Outra descrição do bairro East End de Londres, não muito diferente, nos foi fornecida por Arthur Morrison, na década de 80: "Um lugar chocante, um diabólico emaramhado de cortiços que abrigam coisas humanas arrepiantes, onde homens e mulheres imundos vivem de dois tostões de aguardente, onde colarinhos e camisas limpas são decências desconhecidas, onde todo cidadão carrega no próprio corpo as marcas da violência e onde jamais alguém penteia os cabelos." (BRESCIANI, M. S. M., op. cit. p. 26).

Os trabalhadores não gozavam de direitos ou amparo social (como assistência médica, aposentadorias, pensões), estando sujeitos a multas e castigos; as greves ou associações de classe eram consideradas "casos de polícia" e duramente reprimidas pelos governos. A multidão de trabalhadores nas ruas era uma ameaça à ordem e à moral burguesas, pois nela confundiam-se indivíduos honestos com bandidos, batedores de carteira, prostitutas. A multidão representava para a classe dominante uma ameaça as instituições e à propriedade.

Para os estudiosos e escritores da época, a má quina era responsável - pelo aumento das riquezas da nação, mas, ao mesmo tempo, pelo desumanização dos homens. 0 trabalhador, transformado em extensão da máquina, controlado pelos contramestres e vivendo ameaçado pelo desemprego e pela miséria, tornou-se um indivíduo rude, turbulento e beberrão; em conseqüência, a classe trabalhadora passou a ser sinônimo de classe perigosa.

 

OS PRIMEIROS MOVIMENTOS OPERÁRIOS : Ludismo e Cartismo.

0 crescimento do operariado, a sua concentração nos centros urbanos, as constantes revoltas por melhores condições de vida e de trabalho fizeram com que a classe operária aos poucos aprendesse a se organizar, dando origem aos primeiros movimentos e associações de operários.

Na Inglaterra, onde o emprego da máquina era mais generalizado, surgiu o Ludismo, movimento que recebeu o nome de seu líder, Ned Ludd. 0 sentimento de insegurança e os terrores da miséria convenceram Ludd e seus seguidores da maledicência da máquina, considerada a inimiga principal. Podemos ter uma idéia do que foi esse movimento, por uma carta ameaçadora que Ludd endereçou a um certo empresário de Hudersfield, em 1812: "Recebemos a informação de que é dono dessas detestáveis tosquiadoras mecânicas. Fica avisado de que se elas não forem retiradas até o fim da próxima semanal eu mandarei imediatamente um de meus Representantes destrui-las... E se o Senhor tiver a imprudência de disparar contra qualquer dos meus Homens, eles têm ordem de Matá-lo e queimar toda a sua Casa". (Citado por RUDÉ, G. op. cit..p. 92.)

Assim, nas primeiras décadas do século XIX, na Inglaterra, na França, na Bélgica, na Renânia e até na Suíça, trabalhadores destruíram equipamentos, aos gritos de "Quebrai as máquinas!" Instintivamente, o homem que para viver só contava com seu trabalho pessoal, transferia a culpa de seus males para a máquina, que ele denunciava como uma competidora, responsável pelo desemprego e pelos baixos salários.
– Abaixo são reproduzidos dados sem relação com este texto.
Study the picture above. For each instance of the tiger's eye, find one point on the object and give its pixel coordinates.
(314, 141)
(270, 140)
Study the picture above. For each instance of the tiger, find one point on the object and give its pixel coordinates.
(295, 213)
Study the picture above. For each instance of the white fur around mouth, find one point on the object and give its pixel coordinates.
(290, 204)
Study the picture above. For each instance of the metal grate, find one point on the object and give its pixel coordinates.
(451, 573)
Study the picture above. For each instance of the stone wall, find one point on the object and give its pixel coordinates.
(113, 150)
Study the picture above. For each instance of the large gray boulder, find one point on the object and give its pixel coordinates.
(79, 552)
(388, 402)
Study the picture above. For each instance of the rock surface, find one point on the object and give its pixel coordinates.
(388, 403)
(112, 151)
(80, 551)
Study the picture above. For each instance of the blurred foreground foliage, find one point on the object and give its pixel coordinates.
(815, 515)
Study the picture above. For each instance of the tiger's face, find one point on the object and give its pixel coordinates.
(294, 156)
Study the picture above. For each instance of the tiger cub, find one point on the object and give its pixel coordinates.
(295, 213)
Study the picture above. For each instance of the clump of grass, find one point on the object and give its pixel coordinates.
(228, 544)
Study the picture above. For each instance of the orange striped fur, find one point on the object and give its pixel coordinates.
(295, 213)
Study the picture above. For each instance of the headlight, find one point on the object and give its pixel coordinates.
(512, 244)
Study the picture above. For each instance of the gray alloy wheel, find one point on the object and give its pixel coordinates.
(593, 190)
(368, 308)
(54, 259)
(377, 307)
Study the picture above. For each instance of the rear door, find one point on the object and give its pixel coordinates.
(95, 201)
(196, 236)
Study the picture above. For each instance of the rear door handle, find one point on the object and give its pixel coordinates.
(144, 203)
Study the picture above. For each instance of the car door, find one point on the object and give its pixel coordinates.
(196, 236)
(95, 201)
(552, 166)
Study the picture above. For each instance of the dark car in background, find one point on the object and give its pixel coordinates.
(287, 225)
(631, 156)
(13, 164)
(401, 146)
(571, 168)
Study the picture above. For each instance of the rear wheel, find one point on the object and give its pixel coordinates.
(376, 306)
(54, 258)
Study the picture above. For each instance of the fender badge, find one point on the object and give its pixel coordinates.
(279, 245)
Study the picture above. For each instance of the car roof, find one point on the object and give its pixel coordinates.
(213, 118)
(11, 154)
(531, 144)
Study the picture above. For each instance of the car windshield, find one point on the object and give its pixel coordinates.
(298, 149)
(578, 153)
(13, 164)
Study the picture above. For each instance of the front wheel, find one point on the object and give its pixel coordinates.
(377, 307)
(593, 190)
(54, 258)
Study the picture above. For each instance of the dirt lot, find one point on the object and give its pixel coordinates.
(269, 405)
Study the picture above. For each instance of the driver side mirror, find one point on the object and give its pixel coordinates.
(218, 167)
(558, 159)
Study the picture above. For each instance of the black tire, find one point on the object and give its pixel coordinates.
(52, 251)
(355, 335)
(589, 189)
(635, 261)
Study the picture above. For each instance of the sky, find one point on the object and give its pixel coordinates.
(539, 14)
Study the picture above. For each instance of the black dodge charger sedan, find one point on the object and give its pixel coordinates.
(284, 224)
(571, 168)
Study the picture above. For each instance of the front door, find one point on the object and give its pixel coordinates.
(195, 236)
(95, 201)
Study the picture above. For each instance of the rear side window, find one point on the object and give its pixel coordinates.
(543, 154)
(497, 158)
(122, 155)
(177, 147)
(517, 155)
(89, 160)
Para atender os casos de acidentes de trabalho, doenças ou mesmo de desemprego, os operários criaram as primeiras associações de auxílio mútuo, que funcionavam por meio de cotizações. Dessas associações surgiram os sindicatos de trabalhadores, reunindo operários de um mesmo ofício. Através de seus representantes, os sindicatos conseguiam obter dos patrões melhores salários e horários de trabalho, Essas conquistas foram fruto de muitas lutas porque durante muito tempo os parlamentos dos diversos países procuraram dificultar a organização dos trabalhadores proibindo o funcionamento dos sindicatos.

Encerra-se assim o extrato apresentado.